Search code examples
pythondeep-learningpytorchgpuclassification

Data shuffling changes gpu memory use drastically


I'm having a problem with a pytorch-ignite classification model. The code is quite long, so I'd like to first ask if anyone can explain this behavior in theory.

I am doing many classifications in a row. In each iteration, I select a subset of my data randomly and perform classification. My results were quite poor (accuracy ~ 0.6). I realized that in each iteration my training dataset is not balanced. I have a lot more class 0 data than class 1; so in a random selection, there tends to be more data from class 0.

So, I modified the selection procedure: I randomly select a N data points from class 1, then select N data points from class 0, then concatenate these two together (so the label order is like [1111111100000000] ). Finally, I shuffle this list to mix the labels before feeding it to the network.

The problem is, with this new data selection, my gpu runs out of memory within seconds. This was odd since with the first data selectin policy the code ran for tens of hours.

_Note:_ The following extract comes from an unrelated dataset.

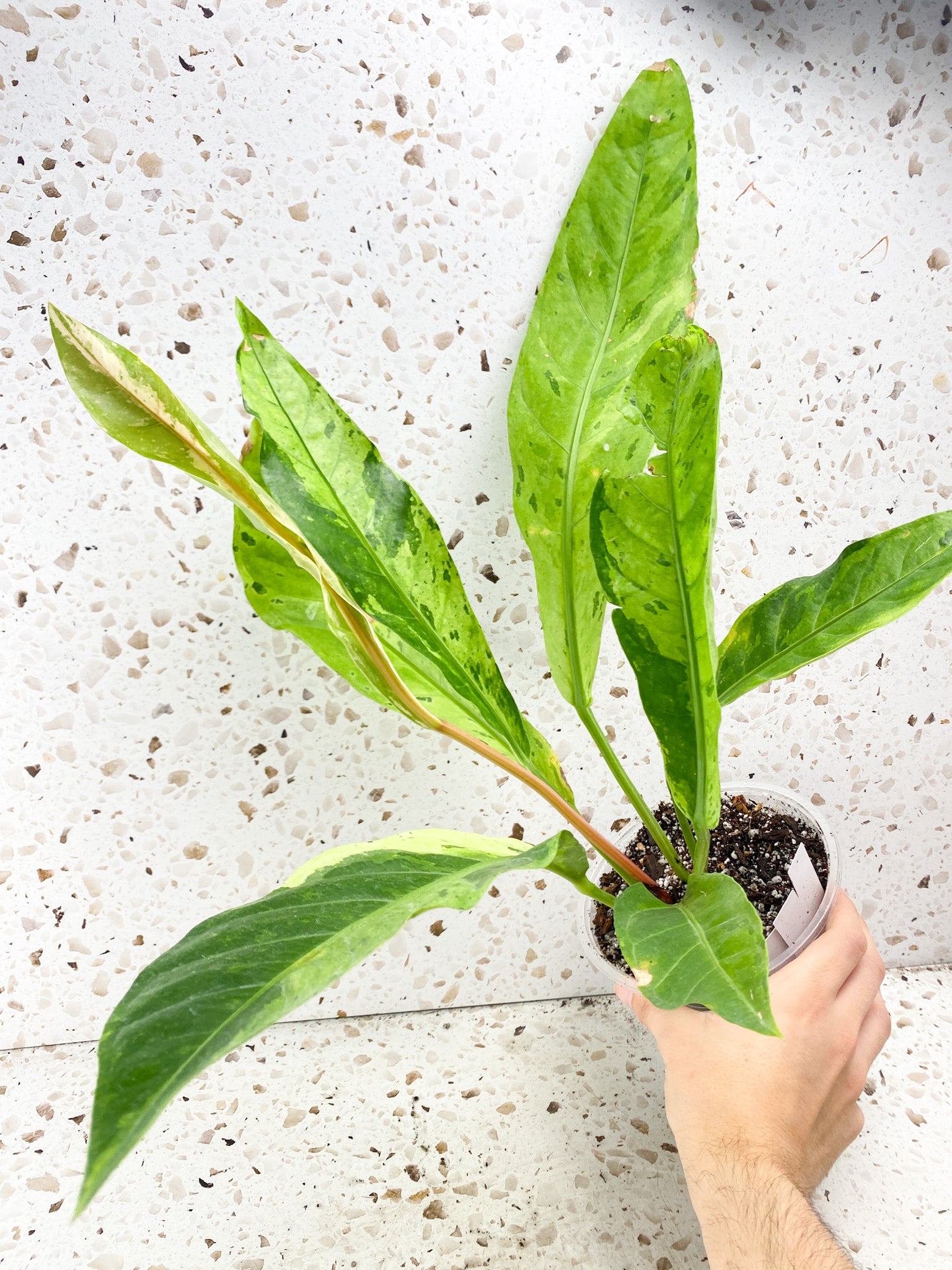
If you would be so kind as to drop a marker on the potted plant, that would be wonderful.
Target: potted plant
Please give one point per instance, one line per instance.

I retraced my steps: Turns out, if I do not shuffle my data in the end, meaning, if I keep the [1111111100000000] order, all is well. If I do shuffle the data, I need to reduce my batch_size by a factor of 5 or more so the code doesn't crash due to running out of gpu memory.

Any idea what is happening here? Is this to be expected?


Solution

  • I found the solution to my problem. But I don't really understand the details of why it works: When trying to choose a batch_size at first, I chose 90. 64 was slow, I was worried 128 was going to be too large, and a quick googling let me to believe keeping to powers of 2 shouldn't matter much. Turns out, it does matter! At least, when your classification training data is balanced. As soon as I changed my batch_size to a power of 2, there was no memory overflow. In fact, I ran the whole thing on a batch_size of 128 and there was no problem :)